Today we're featuring our second guest blogger....Inkognegro! I asked him to post about the biggest, baddest bitch who has ever influenced his life and I hope you enjoy part one of his story:
I am often asked how it is my understanding of women is so progressive. My usual wink-and-a-nod response is “Good Home Training” but the reality is much more complex. While my mother did represent a valuable role model for me to see the power of a strong woman, she isn’t the one that opened my eyes. That “lead by example” mode was easily counteracted by a patriarchal day-to-day life that dominated my formative years. My moment of clarity wasn’t courtesy of a teacher, family member, or church member. Ironically enough, my moment of clarity was courtesy of a woman who was supposed to be my subordinate.
The year was 1989, and I had just arrived in Hartford, CT for the first year of my college internship at a major insurance company. As a person who was completely new to any sense of Corporate America, who had never known a male family member to put on a suit and tie to go to work five days a week, I was a virgin in more ways than one. I had at least gone to a few workshops on how to dress for success and had been to church so much that wearing a suit and tie didn’t make me uncomfortable. But I was a boy who knew school and church. Occupying a lead cubicle (what the hell is a cubicle?) in a pod (What am I a pea now?) and having an administrative assistant (that I shared with my mentor, but still….WOW) was a culture shock that totally neutered any of the usual ego driven bravado I usually carried around with me. On that fateful May afternoon, I was a sheep being led to some kind of exotic slaughter. And there I sat in the conference room with all the other sheep waiting for our respective shepherds.

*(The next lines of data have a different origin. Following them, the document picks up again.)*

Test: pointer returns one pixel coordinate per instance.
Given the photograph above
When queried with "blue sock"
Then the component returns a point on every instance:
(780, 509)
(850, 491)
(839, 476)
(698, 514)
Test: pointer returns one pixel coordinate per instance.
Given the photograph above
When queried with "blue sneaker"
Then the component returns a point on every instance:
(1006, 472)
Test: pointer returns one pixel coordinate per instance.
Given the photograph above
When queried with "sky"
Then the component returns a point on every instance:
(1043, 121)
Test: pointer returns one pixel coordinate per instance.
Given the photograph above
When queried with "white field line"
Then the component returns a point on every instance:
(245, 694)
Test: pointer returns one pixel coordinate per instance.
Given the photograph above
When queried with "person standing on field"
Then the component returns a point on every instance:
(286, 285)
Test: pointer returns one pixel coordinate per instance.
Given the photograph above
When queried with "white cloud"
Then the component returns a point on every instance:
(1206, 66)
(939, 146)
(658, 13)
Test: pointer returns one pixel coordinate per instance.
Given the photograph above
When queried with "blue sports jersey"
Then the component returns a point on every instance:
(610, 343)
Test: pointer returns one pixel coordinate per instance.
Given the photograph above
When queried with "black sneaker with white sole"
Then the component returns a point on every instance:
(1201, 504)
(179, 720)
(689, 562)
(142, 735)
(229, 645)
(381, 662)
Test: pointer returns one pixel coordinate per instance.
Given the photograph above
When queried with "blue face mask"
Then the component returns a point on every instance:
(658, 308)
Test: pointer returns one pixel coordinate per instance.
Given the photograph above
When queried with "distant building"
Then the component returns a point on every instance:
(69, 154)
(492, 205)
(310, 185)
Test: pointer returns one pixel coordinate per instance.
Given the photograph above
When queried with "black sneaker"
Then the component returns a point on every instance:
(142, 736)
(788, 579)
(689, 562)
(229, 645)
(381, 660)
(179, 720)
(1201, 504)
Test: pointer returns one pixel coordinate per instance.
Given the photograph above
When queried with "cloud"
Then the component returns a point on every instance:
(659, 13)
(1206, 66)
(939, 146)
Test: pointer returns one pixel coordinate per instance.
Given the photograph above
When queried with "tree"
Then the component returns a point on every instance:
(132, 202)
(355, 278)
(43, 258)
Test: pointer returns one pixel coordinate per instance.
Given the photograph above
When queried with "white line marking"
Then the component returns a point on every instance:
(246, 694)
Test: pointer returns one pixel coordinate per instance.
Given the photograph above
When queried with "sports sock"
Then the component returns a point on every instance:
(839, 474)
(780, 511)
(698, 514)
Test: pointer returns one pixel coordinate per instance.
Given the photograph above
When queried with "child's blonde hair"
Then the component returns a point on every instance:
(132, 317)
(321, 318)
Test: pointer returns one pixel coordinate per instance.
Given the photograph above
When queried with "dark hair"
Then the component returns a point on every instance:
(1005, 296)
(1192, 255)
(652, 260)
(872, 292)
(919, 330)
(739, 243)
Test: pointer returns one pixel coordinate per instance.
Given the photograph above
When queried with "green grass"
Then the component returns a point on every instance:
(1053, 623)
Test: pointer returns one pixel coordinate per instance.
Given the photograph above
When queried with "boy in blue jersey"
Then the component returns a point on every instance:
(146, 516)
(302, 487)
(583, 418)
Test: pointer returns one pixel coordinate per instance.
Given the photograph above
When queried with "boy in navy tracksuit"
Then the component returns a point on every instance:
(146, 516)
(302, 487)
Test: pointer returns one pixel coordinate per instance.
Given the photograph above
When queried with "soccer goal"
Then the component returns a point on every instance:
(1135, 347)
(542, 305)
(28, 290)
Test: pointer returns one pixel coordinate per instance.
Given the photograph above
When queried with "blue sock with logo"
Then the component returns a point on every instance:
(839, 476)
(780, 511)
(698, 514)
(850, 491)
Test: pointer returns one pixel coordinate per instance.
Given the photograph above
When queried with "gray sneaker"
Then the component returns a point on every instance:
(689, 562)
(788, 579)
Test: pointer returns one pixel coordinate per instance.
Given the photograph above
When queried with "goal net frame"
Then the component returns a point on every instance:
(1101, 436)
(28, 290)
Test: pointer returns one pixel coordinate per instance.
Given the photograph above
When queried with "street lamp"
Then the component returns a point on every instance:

Clarice was a woman of uncommon grace. Some women are well schooled and trained in all the scholastic, cultural, and physical rigors of learning the savoir-faire that goes into being a woman of the ages. It was plain to see from the second Clarice called my name out of orientation that she was a natural in every sense. I looked up from my orientation handbook and locked eyes with a set of dark brown eyes that defied the glasses that aided them to diminish the degree to which they sparkled. I knew enough about Black women to know that if they looked 25 they could be almost forty so I didn’t even bother to guesstimate her age. I settled on the fact that she might be old enough to be my mother and was probably my boss and defaulted to the manner in which I treat elders.
I stood and humbly acknowledged her smooth southern twanged alto with a snap to attention and a strong but deferential “Yes ma’am”. The fact that I had no idea where I was going allowed me to walk a half step behind her and behold her walk, a walk that was equal parts Military General, Runway Model, and Gangster; a walk that evoked leadership in every possible facet. I had known Clarice for 3 minutes and I had already decided I would do whatever she said. And for the next 12 weeks, I did.